午后的气候残留着些许炎热,她到家时,娘亲王若香正倚在大门边做针线活,蒋佳月放下木盆晾了衣裳后,擦擦手,便拿了绣棚坐下来。

此时只能瞧见两匹高头大马往村东边的庄子去了,人影已看不逼真,只晓得约莫是男人罢了。

张婆子便在这吱呀声里说着话,“提及来都是我老婆子的不是,没和他媳妇儿说清楚,迟误了你家月丫头的婚事,该打,该打!”

她面色凄苦,呼天抢地的模样,倒像是受了多大的委曲。

“蒋家娘子,你要怪就怪我,把气撒我身上,娘年纪大了可经不起折腾!你就说句好话吧!”秀才娘子见她过来,抓着若香的手就往本身身上打去,若香连连今后退,只是又那里是她敌手,被拽着在她身上拍了几下,嘴里还“哎呦”了几句,说道,“要打就打我!打我!”

“吃甚么茶!”缓过神来的秀才娘子却一甩手,面带不屑地看着杯中浮着细碎茶叶和白沫的水,嘴角微撇,“也不知从哪个倚角旮旯翻出来的,没的吃坏了人。”

那张大娘一概只做不见,坐在西面靠墙一溜两张酸枣枝椅子的上首,仍自顾自说着。

她硬邦邦地说道,顺手将娘亲若香的手从秀才娘子粗糙有力的大掌中掰了出来,只见手腕那处已然留了一圈淤青,怕是疼的很了。

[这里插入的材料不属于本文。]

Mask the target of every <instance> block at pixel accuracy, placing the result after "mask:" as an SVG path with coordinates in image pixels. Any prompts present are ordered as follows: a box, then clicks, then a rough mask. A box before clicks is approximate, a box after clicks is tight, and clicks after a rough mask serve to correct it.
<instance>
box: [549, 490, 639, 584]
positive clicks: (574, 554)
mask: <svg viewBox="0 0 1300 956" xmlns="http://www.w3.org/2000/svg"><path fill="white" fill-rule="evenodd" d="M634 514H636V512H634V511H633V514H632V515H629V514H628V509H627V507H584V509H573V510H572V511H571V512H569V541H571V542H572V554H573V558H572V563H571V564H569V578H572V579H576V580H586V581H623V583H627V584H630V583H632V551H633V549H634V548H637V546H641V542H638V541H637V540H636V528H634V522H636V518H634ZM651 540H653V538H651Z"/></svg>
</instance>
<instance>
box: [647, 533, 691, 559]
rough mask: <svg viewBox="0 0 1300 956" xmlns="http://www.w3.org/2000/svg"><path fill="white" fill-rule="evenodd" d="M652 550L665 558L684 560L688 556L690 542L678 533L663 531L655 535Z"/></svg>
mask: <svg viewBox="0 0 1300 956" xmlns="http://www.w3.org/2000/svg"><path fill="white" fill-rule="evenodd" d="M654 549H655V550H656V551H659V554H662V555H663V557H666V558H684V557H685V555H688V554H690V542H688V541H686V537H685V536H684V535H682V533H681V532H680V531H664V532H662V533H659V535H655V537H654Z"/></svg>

张寄贼心不死地追了上来,蒋佳月便一扭头,理也不睬地往家走去。

刚伸手去接的张婆子闻言,顿时将干枯皱皮的手缩了归去。

她方才一进屋,便瞧见案上摆了用油纸包着的两样东西,又听她们说着“婚事”之类,想来左不过是让自家同意退亲罢了。

若香就道:“小孩子家家的,多动动原也没甚么,让她去,大娘出去坐。”

蒋佳月闻言,不情不肯地扭身去了灶房,耳朵却粘在了背面,慢吞吞走着,凝神听她们说话。

甫一进屋,却瞧见本身娘亲红着眼睛,满脸不成置信地站在那边,两手无措地垂着,张着嘴想要说甚么。

秀才娘子与张婆子俱吓了一跳,愣愣地看着她。

王若香绣完一只用来装散碎金银裸子赏人的荷包,正要扫尾,忽地瞧见有人从外头往自家院子里来。

她这一下,倒将一屋子的人都弄地有些不知所措。

蒋佳月亦瞧见了,母女二人赶紧将手上的针线放在箩筐里,站起家来迎,“张大娘,秀才娘子,这个时候如何来了?来来来,快进屋坐。”若香号召道。

她冷着脸走了几步进到屋里,往茶杯里倒了水,将茶盘重重放在案几上,收回“咚”的声响来。

待马蹄声离远了去,蒋佳月绕过张寄,抱着洗衣裳的木盆头也不回地走出了林子。

人进了堂屋,便听不着甚么,蒋佳月只得洗了茶壶与茶杯,又添了水,用茶盘端着送了出来。

唬地那秀才娘子赶紧上前抱着她拦,嘴里一叠声儿喊道:“娘您这是做甚么!都是儿媳的不是,不该没问过您的意义就给哥儿定下了婚事!作孽啊,还要劳动您给儿媳刻苦驰驱!”